Il 5 Novembre del 2024, con la vittoria di Trump anche nel voto popolare, la svolta non comincia, ma probabilmente si compie. Tuttavia la storia continua e non fa salti. Chi sostiene la svolta trumpiana ha interesse a comprenderne condizioni e ragioni per non vedersi disarcionato alla prossima ondata. Chi questa svolta vuole contrastare ha ancora più bisogno di comprenderne condizioni e ragioni. Esse esigono da questi ultimi severi esami di coscienza e drastiche autocritiche, ed è tutto da dimostrare che ve ne sarà la lucidità e la forza. Destra e sinistra dovrebbero distinguersi per le soluzioni che propongono, non per la realtà con cui si confrontano: sempre la stessa per tutti.
Nei giorni passati molto si è scritto sulla vittoria di Trump. La attualità lo esigeva. Ora però, quando gli eventi e le news hanno ripreso a scorrere più lentamente, si può allargare lo sguardo. La sconfitta inflitta da Trump alla Harris e dal Maga (il movimento di Trump) al partito democratico sono l’ultima ondata di una tempesta che non è cominciata né uno né otto anni fa, una tempesta che non accenna a placarsi.
Non è sbagliato dire che negli Usa la destra ha sconfitto la sinistra, ma forse è ancora più corretto dire che chi stava sotto ha sconfitto chi stava sopra. La gran parte di chi stava sopra alla fine si è arroccato a sinistra sicché chi stava sotto l’ha colpito da destra. Forse poteva avvenire anche l’inverso. Trump per lustri è stato più vicino ai democratici. Lui stesso ha ricordato di aver finanziato le prime campagne elettorali della Harris in California. Lo stesso Elon Musk ha un passato da finanziatore dei democratici. Del resto, prima di sconfiggere i democratici, Trump ed il suo Maga ben più duramente hanno sconfitto il vecchio partito repubblicano, quello che ancora nel 2008 aveva sfidato Obama con il volto nobile e gentile di John McCain. Siderale è la distanza non solo programmatica, ma persino valoriale di Trump da Reagan o da Eisenhower. Il cazzotto sferrato da sotto, poi divenuto un cazzotto sferrato da destra, non ha mandato al tappeto solo il partito democratico, ma una America intera, una intera idea dall’America.

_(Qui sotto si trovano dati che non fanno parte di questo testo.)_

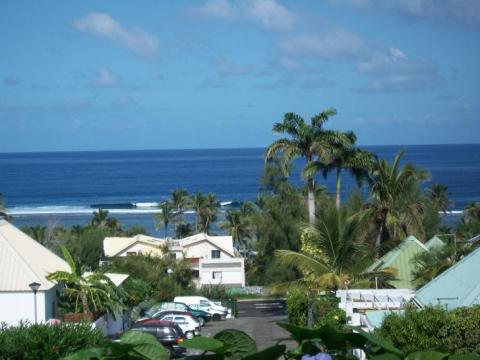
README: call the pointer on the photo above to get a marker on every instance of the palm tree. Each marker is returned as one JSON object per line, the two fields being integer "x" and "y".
{"x": 394, "y": 198}
{"x": 198, "y": 202}
{"x": 438, "y": 193}
{"x": 238, "y": 225}
{"x": 338, "y": 156}
{"x": 303, "y": 138}
{"x": 90, "y": 293}
{"x": 331, "y": 254}
{"x": 165, "y": 217}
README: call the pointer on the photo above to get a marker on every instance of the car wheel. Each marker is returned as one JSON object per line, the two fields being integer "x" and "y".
{"x": 170, "y": 352}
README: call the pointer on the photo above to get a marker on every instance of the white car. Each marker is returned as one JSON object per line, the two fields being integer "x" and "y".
{"x": 199, "y": 302}
{"x": 187, "y": 323}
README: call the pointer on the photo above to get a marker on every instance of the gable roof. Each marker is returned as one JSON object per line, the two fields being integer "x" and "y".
{"x": 434, "y": 242}
{"x": 224, "y": 243}
{"x": 112, "y": 246}
{"x": 23, "y": 261}
{"x": 400, "y": 258}
{"x": 457, "y": 286}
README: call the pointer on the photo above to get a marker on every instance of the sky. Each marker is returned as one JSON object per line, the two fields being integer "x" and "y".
{"x": 120, "y": 75}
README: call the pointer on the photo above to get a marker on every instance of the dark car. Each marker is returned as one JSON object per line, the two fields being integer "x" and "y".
{"x": 169, "y": 334}
{"x": 201, "y": 315}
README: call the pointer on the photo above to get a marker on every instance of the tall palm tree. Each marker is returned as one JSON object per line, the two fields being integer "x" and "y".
{"x": 394, "y": 198}
{"x": 198, "y": 202}
{"x": 332, "y": 254}
{"x": 340, "y": 155}
{"x": 90, "y": 293}
{"x": 301, "y": 142}
{"x": 438, "y": 193}
{"x": 165, "y": 217}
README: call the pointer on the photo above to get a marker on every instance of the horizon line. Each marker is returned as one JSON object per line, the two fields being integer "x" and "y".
{"x": 212, "y": 148}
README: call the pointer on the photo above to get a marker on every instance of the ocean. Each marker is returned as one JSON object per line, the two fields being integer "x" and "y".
{"x": 65, "y": 187}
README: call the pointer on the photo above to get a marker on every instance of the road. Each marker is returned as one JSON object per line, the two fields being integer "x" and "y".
{"x": 258, "y": 319}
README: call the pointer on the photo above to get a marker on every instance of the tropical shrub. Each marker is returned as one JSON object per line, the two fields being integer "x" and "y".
{"x": 456, "y": 331}
{"x": 43, "y": 341}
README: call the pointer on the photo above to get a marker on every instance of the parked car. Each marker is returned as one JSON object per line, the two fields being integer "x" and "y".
{"x": 202, "y": 316}
{"x": 169, "y": 334}
{"x": 189, "y": 325}
{"x": 217, "y": 311}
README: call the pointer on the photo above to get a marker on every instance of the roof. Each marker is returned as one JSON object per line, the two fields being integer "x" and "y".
{"x": 224, "y": 243}
{"x": 434, "y": 243}
{"x": 457, "y": 286}
{"x": 24, "y": 261}
{"x": 400, "y": 258}
{"x": 375, "y": 318}
{"x": 112, "y": 246}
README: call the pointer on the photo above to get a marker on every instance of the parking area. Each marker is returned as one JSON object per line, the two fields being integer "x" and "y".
{"x": 258, "y": 319}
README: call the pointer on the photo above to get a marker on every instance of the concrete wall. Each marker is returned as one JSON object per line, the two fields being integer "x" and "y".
{"x": 18, "y": 306}
{"x": 231, "y": 271}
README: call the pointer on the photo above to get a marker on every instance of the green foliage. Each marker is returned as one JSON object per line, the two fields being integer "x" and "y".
{"x": 153, "y": 272}
{"x": 133, "y": 345}
{"x": 457, "y": 331}
{"x": 39, "y": 342}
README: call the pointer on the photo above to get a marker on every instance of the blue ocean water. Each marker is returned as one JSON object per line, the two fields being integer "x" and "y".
{"x": 65, "y": 185}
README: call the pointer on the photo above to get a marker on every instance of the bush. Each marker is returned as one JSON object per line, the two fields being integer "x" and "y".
{"x": 43, "y": 341}
{"x": 457, "y": 331}
{"x": 297, "y": 307}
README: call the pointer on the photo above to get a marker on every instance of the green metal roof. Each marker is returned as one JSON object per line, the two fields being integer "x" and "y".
{"x": 400, "y": 258}
{"x": 434, "y": 242}
{"x": 457, "y": 286}
{"x": 375, "y": 318}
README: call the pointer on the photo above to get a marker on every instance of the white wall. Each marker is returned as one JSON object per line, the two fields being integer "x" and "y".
{"x": 230, "y": 275}
{"x": 17, "y": 306}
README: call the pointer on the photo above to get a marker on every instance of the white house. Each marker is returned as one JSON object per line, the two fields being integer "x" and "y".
{"x": 24, "y": 261}
{"x": 213, "y": 258}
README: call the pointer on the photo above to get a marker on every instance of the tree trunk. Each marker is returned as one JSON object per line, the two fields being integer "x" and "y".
{"x": 339, "y": 186}
{"x": 378, "y": 241}
{"x": 310, "y": 315}
{"x": 311, "y": 201}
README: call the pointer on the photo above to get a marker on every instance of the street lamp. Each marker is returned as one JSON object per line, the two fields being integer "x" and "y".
{"x": 35, "y": 286}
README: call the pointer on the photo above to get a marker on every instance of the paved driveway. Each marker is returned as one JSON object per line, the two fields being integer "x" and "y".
{"x": 259, "y": 321}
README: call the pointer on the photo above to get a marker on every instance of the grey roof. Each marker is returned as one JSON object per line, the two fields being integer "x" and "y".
{"x": 24, "y": 260}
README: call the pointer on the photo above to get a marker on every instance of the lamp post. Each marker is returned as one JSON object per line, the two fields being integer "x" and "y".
{"x": 35, "y": 286}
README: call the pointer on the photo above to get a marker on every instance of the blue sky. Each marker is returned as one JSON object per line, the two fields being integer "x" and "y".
{"x": 100, "y": 75}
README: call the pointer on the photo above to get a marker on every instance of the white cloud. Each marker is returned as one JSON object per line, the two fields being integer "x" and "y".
{"x": 459, "y": 10}
{"x": 104, "y": 78}
{"x": 335, "y": 44}
{"x": 228, "y": 68}
{"x": 269, "y": 14}
{"x": 137, "y": 41}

Per comprenderlo può essere d’aiuto richiamare la affinità tra due politiche delle amministrazioni Usa durante i lustri a cavallo del cambio di secolo: la ammissione a condizioni di favore della Cina nel Wto (con il conseguente crollo di ogni barriera al suo espansionismo finanziario e commerciale) e l’idea che per esportare la democrazia fosse sufficiente sconfiggere militarmente i dittatori. La prima politica fu soprattutto delle amministrazioni democratiche, la seconda di quelle repubblicane.

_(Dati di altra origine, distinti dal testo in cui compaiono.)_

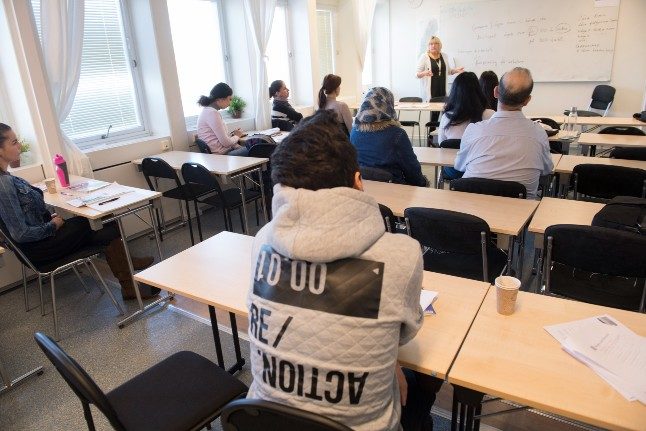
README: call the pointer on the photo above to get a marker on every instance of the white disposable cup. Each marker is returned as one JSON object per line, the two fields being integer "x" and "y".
{"x": 506, "y": 293}
{"x": 50, "y": 183}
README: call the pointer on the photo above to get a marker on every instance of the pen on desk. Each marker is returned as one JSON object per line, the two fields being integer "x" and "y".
{"x": 109, "y": 200}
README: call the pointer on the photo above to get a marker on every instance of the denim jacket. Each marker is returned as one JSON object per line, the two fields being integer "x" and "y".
{"x": 23, "y": 210}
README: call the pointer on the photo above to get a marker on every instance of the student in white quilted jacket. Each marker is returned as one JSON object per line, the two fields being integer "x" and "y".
{"x": 333, "y": 295}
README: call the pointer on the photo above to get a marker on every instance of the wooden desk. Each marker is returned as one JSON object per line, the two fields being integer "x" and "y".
{"x": 513, "y": 357}
{"x": 217, "y": 272}
{"x": 234, "y": 167}
{"x": 129, "y": 203}
{"x": 553, "y": 211}
{"x": 504, "y": 215}
{"x": 599, "y": 121}
{"x": 567, "y": 163}
{"x": 612, "y": 140}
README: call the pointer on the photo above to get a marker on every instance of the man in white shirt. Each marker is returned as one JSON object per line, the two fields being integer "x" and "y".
{"x": 508, "y": 146}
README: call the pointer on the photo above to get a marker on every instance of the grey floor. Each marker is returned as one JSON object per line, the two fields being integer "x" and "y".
{"x": 110, "y": 355}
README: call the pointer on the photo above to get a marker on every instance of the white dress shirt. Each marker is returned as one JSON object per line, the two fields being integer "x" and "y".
{"x": 506, "y": 147}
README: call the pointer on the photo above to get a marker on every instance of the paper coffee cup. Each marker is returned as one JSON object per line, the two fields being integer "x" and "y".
{"x": 50, "y": 183}
{"x": 506, "y": 293}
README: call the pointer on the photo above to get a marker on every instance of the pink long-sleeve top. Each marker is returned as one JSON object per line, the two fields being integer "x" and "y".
{"x": 212, "y": 129}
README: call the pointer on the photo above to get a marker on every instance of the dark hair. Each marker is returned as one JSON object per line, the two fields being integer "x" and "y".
{"x": 316, "y": 155}
{"x": 489, "y": 81}
{"x": 466, "y": 101}
{"x": 275, "y": 87}
{"x": 3, "y": 129}
{"x": 220, "y": 91}
{"x": 330, "y": 83}
{"x": 518, "y": 93}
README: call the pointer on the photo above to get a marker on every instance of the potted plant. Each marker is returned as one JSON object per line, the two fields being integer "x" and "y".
{"x": 24, "y": 148}
{"x": 236, "y": 106}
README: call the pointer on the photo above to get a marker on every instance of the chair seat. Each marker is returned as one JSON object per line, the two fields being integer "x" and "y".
{"x": 145, "y": 403}
{"x": 232, "y": 197}
{"x": 409, "y": 123}
{"x": 191, "y": 192}
{"x": 465, "y": 265}
{"x": 609, "y": 291}
{"x": 80, "y": 254}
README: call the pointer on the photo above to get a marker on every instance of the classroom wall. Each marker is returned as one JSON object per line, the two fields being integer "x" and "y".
{"x": 628, "y": 70}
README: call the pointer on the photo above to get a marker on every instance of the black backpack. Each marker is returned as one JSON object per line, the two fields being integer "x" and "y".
{"x": 623, "y": 213}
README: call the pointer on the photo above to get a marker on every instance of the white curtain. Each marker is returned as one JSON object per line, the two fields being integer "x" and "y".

Ciò che accomuna le due politiche è l’assunto che una volta tolti i vincoli dei monopoli e delle tirannie, una volta messi gli individui in grado di scegliere cosa consumare e cosa votare, automaticamente le società chiuse ed oppressive si trasformano in società aperte e libere. Ci si era però dimenticati che ci sono alcune “cose” che non si possono né acquistare né vendere e che si tratta di “cose” senza le quali non funzionano né il mercato né la democrazia. “Cose” senza le quali non funziona alcuna società aperta.

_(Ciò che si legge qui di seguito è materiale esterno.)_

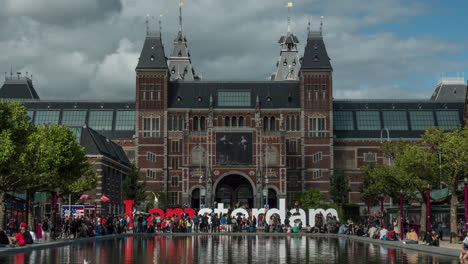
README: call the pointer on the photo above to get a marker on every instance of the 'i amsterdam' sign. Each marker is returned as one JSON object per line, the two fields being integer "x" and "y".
{"x": 221, "y": 210}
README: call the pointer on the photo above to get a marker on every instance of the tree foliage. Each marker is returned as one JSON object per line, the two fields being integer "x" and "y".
{"x": 339, "y": 187}
{"x": 15, "y": 129}
{"x": 132, "y": 188}
{"x": 56, "y": 161}
{"x": 312, "y": 198}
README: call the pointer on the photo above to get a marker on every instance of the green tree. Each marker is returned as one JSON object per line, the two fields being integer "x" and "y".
{"x": 15, "y": 128}
{"x": 339, "y": 187}
{"x": 312, "y": 198}
{"x": 453, "y": 148}
{"x": 132, "y": 188}
{"x": 162, "y": 199}
{"x": 56, "y": 163}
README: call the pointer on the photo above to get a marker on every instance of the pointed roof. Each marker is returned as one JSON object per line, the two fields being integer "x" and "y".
{"x": 18, "y": 88}
{"x": 315, "y": 54}
{"x": 96, "y": 144}
{"x": 152, "y": 55}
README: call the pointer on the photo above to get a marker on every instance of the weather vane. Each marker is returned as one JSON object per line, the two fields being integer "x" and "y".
{"x": 289, "y": 5}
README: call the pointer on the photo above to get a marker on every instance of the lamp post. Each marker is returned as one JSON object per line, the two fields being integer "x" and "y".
{"x": 368, "y": 212}
{"x": 465, "y": 192}
{"x": 401, "y": 216}
{"x": 428, "y": 208}
{"x": 381, "y": 210}
{"x": 202, "y": 197}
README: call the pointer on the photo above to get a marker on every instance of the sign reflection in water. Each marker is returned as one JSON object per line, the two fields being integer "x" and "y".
{"x": 224, "y": 249}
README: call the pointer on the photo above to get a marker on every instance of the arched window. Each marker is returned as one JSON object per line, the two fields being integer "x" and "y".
{"x": 272, "y": 124}
{"x": 195, "y": 123}
{"x": 169, "y": 123}
{"x": 180, "y": 123}
{"x": 202, "y": 123}
{"x": 241, "y": 121}
{"x": 234, "y": 121}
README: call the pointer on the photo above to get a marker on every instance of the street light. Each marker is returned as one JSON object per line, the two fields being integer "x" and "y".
{"x": 465, "y": 192}
{"x": 428, "y": 208}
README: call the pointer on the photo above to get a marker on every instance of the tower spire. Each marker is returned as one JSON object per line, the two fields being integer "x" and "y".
{"x": 321, "y": 24}
{"x": 181, "y": 4}
{"x": 147, "y": 24}
{"x": 289, "y": 16}
{"x": 160, "y": 24}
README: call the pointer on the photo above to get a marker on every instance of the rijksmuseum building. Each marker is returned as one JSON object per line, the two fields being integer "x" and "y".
{"x": 248, "y": 142}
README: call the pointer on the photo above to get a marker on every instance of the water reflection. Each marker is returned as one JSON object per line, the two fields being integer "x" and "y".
{"x": 224, "y": 249}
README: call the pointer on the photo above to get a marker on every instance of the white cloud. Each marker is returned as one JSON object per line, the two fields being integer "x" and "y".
{"x": 92, "y": 53}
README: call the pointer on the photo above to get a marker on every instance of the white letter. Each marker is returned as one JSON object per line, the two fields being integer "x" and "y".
{"x": 240, "y": 210}
{"x": 220, "y": 210}
{"x": 281, "y": 212}
{"x": 205, "y": 210}
{"x": 256, "y": 212}
{"x": 301, "y": 217}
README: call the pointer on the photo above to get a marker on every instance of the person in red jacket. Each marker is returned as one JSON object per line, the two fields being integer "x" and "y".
{"x": 19, "y": 239}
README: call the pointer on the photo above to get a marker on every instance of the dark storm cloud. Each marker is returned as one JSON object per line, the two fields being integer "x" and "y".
{"x": 60, "y": 12}
{"x": 88, "y": 49}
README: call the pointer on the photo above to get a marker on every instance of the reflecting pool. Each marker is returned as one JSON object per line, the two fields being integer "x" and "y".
{"x": 224, "y": 249}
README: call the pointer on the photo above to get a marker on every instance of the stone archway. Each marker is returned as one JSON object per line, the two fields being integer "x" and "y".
{"x": 234, "y": 189}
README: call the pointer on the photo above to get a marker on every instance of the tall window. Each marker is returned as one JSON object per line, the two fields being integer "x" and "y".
{"x": 174, "y": 198}
{"x": 202, "y": 123}
{"x": 150, "y": 156}
{"x": 175, "y": 145}
{"x": 175, "y": 181}
{"x": 195, "y": 123}
{"x": 100, "y": 120}
{"x": 150, "y": 174}
{"x": 125, "y": 120}
{"x": 317, "y": 127}
{"x": 151, "y": 127}
{"x": 151, "y": 92}
{"x": 241, "y": 121}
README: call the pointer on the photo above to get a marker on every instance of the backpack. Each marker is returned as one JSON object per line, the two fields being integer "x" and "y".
{"x": 45, "y": 226}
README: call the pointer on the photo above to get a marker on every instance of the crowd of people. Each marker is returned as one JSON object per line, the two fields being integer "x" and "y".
{"x": 19, "y": 234}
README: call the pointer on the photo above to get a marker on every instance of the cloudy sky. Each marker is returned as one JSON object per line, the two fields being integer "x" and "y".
{"x": 88, "y": 49}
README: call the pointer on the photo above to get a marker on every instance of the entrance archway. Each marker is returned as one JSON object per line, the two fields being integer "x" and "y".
{"x": 272, "y": 199}
{"x": 234, "y": 189}
{"x": 195, "y": 198}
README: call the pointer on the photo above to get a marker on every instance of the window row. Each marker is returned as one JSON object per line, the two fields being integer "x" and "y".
{"x": 269, "y": 123}
{"x": 234, "y": 121}
{"x": 175, "y": 123}
{"x": 293, "y": 123}
{"x": 395, "y": 120}
{"x": 317, "y": 127}
{"x": 151, "y": 157}
{"x": 96, "y": 119}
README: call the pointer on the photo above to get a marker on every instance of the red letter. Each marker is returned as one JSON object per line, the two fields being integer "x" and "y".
{"x": 128, "y": 211}
{"x": 190, "y": 212}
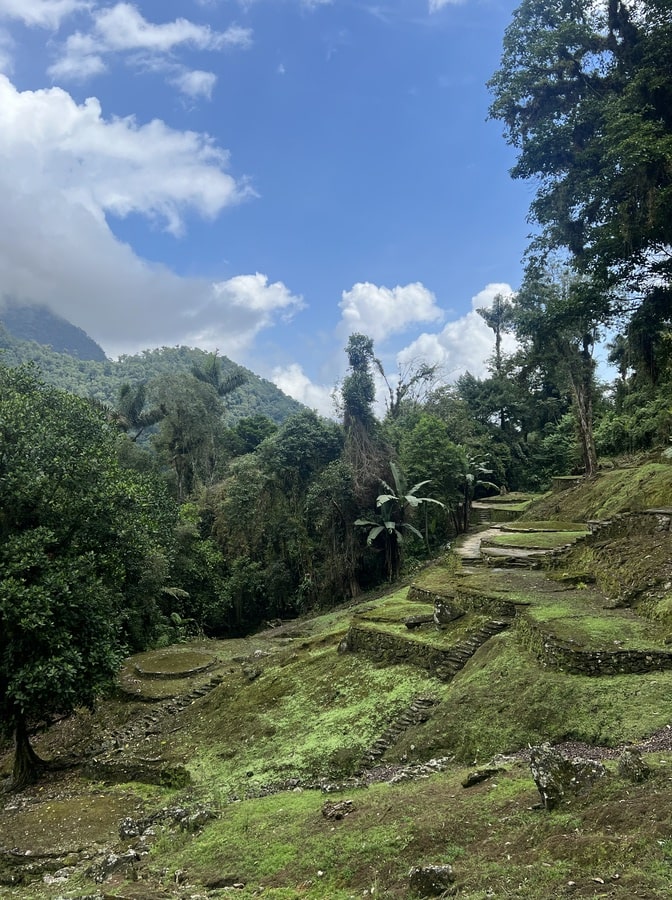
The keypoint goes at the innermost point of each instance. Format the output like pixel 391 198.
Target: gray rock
pixel 431 881
pixel 337 810
pixel 445 611
pixel 632 767
pixel 479 775
pixel 556 776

Queste “cose”, i valori ad esempio o i riti o identità non escludenti, hanno a che fare in modo speciale sia con la dimensione religiosa della persona sia con il fatto che le persone hanno corpi. Si tratta di “cose” che il singolo individuo deve sempre poter rifiutare, ma delle quali non può essere vietata la circolazione nello spazio pubblico senza procurare gravi danni. Sono “cose” che funzionano in modo paradossale. L’esempio tipico è quello della libertà religiosa. Solo una significativa presenza pubblica di certe Chiese cristiane ha consentito la istituzionalizzazione del diritto a non credere e a contestare la religione. Se te ne dimentichi, scoprirai a tue spese che laicizzare lo spazio pubblico non aumenta la libertà religiosa, ma la mette in crisi.
Un altro esempio. Se in una porzione di globo il lavoro si riduce troppo o se calano troppo e troppo a lungo i salari reali, il Pil globale potrebbe non risentirne, ma in quella porzione di globo i corpi si ribellano e poco importa se questa ribellione assuma vie controproducenti.
Le politiche di cui s’è detto non hanno inventato la globalizzazione, che è fenomeno vecchio di secoli, ma ne hanno affermato una variante sorda alle ragioni dei corpi ed al valore di un tipo di identità capace di rispetto per le differenze.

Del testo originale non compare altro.